Finally, the Court of Appeal noted that it was for the court to
continue to monitor the position as the trial progressed. Issues might
emerge during trial which affected the balance and required disclosure
"in the interests of securing fairness to the defendant". For this
reason it was important for the same judge or constitution of the court
which hears the application also to conduct the trial.
In November 1993 the House of Lords had decided R. v. Preston
which concerned the right of the defence to have access to material
obtained by a telephone tap authorised under the Interception of
Communications Act 1985 ["the 1985 Act"] (see also No. 24193/94, Dec.
2.7.97).
Section 2 empowers the Secretary of State to authorise the
interception of, inter alia, telephone calls. The purposes for which
the power may be exercised are circumscribed by the statute and are
confined by Section 2(2)(b) to the purpose of preventing or detecting
serious crime. Section 6 contains provisions for limiting dissemination
of intercepted material and for its destruction as soon as its
retention is no longer necessary. Lastly, Section 9(1)(b) provides,
inter alia, that no evidence shall be adduced, and no question in
cross-examination shall be asked, by any party in any proceedings
before a court or tribunal which tends to suggest that a warrant has
been or is to be issued authorising interception of communication.
The House of Lords considered these provisions in R. v. Preston.
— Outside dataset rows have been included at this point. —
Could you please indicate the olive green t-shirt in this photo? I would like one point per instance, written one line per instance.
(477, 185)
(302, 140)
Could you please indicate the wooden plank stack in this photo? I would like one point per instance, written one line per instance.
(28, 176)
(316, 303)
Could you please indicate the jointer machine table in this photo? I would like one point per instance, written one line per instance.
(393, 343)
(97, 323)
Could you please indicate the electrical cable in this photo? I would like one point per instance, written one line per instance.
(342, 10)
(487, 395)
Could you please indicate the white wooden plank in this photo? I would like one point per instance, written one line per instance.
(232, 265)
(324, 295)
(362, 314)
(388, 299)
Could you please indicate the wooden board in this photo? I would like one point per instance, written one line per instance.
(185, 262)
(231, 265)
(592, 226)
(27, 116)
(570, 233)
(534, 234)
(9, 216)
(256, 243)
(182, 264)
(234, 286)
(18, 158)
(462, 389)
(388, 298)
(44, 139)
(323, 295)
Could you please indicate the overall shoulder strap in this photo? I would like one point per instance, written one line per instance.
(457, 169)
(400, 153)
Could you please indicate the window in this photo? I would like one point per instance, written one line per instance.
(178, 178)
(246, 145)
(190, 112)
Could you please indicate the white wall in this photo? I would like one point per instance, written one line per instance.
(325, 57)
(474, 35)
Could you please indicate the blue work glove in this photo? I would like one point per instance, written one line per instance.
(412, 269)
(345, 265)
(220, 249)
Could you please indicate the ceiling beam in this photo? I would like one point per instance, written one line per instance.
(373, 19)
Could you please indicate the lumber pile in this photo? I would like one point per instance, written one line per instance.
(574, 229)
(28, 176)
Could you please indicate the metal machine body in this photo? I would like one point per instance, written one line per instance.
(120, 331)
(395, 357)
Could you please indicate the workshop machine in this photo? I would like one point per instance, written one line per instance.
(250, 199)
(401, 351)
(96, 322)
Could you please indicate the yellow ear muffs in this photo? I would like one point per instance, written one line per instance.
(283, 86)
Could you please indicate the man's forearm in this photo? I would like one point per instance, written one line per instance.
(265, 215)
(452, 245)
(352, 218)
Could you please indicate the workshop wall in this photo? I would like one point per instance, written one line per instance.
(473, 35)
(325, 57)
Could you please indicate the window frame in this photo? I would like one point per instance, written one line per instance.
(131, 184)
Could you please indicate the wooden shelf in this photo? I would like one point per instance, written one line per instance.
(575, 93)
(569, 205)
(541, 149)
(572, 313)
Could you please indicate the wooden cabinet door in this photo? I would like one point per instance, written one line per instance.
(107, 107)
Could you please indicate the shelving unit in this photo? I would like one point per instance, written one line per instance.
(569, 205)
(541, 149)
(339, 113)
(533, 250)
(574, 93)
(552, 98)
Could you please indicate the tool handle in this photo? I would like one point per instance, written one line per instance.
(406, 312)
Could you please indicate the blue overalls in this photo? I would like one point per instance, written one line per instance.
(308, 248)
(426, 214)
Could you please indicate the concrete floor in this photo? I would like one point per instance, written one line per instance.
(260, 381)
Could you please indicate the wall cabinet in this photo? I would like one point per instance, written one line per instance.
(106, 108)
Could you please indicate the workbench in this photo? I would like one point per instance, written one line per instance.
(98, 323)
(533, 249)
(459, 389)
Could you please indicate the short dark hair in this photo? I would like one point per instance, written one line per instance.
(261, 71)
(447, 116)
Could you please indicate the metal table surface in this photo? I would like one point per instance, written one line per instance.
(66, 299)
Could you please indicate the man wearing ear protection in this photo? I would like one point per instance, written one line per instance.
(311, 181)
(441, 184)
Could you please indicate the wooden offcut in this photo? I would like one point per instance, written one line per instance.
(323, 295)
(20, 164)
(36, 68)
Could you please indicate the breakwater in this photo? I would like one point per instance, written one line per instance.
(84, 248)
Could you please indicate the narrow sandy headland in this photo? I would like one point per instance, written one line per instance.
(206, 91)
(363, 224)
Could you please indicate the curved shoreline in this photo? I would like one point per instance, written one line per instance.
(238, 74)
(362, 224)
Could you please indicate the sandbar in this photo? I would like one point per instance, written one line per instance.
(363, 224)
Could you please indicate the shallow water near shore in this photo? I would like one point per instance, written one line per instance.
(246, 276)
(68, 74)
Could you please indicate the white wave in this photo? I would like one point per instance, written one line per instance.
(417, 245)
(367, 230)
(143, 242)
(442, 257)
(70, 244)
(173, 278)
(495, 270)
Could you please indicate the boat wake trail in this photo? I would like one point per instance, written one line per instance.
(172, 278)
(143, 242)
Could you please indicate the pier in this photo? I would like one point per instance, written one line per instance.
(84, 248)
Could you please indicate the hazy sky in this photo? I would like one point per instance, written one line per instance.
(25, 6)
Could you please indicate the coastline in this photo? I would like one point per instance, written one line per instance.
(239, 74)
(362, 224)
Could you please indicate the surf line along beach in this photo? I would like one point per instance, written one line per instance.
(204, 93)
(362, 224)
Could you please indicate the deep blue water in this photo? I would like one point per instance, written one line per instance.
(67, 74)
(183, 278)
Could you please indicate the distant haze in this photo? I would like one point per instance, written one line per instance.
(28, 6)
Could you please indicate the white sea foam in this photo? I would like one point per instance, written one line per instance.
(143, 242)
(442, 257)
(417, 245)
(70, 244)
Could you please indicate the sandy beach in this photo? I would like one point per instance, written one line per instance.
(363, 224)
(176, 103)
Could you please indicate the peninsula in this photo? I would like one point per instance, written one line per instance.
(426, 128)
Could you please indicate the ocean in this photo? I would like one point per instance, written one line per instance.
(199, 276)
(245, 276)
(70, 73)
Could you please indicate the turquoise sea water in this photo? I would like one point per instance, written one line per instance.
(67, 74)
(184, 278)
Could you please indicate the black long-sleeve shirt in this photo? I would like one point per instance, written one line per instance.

It was held that the purpose of 'preventing' serious crime in Section
2(2)(b) does not extend to the prosecution of such crime. It was not
the purpose of this Act that intercepted material should be used in
evidence. Indeed, the Secretary of State was under a duty to destroy
the intercepted material as soon as the object for which it was
collected was achieved, which will usually happen long before a
criminal trial has taken place. Accordingly, the House of Lords
regarded the 1985 Act as making an exception to the general rule that
the prosecution must disclose all unused material to the defence. Lord
Mustill made observations on the duties of the prosecution in this
regard. He reiterated that disclosure by the prosecution turns not on
admissibility but on materiality. The prosecution is therefore duty
bound to disclose material even if it would be inadmissible. Further,
material must not be withheld from prosecuting counsel on the ground
that it is inadmissible in evidence, for he could not perform his
broader duties to see justice done without knowing all the material
that there is to know.
In March 1994, the Court of Appeal gave judgment in R. v. Keane
which concerned a non-disclosure of the details of an informant by the
prosecution to the defence. This judgment highlighted two points. The
first concerns a matter of principle. The Court of Appeal held that
in every case in which the prosecution objects to the disclosure of
relevant material on grounds of public interest immunity, the judge
must balance the public interest in non-disclosure against the
importance to the defence of the materials in question. Moreover, if
the judge concludes that the material in question might prove the
defendant's innocence or avoid miscarriage of justice, he is duty bound
to order disclosure. The second point concerns the procedure to be
followed in determining a claim for immunity. The Court decided
thata judge may not sanction the withholding of evidence in a criminal
case without inspecting the evidence in private and satisfying himself
that its suppression would not result in miscarriage of justice.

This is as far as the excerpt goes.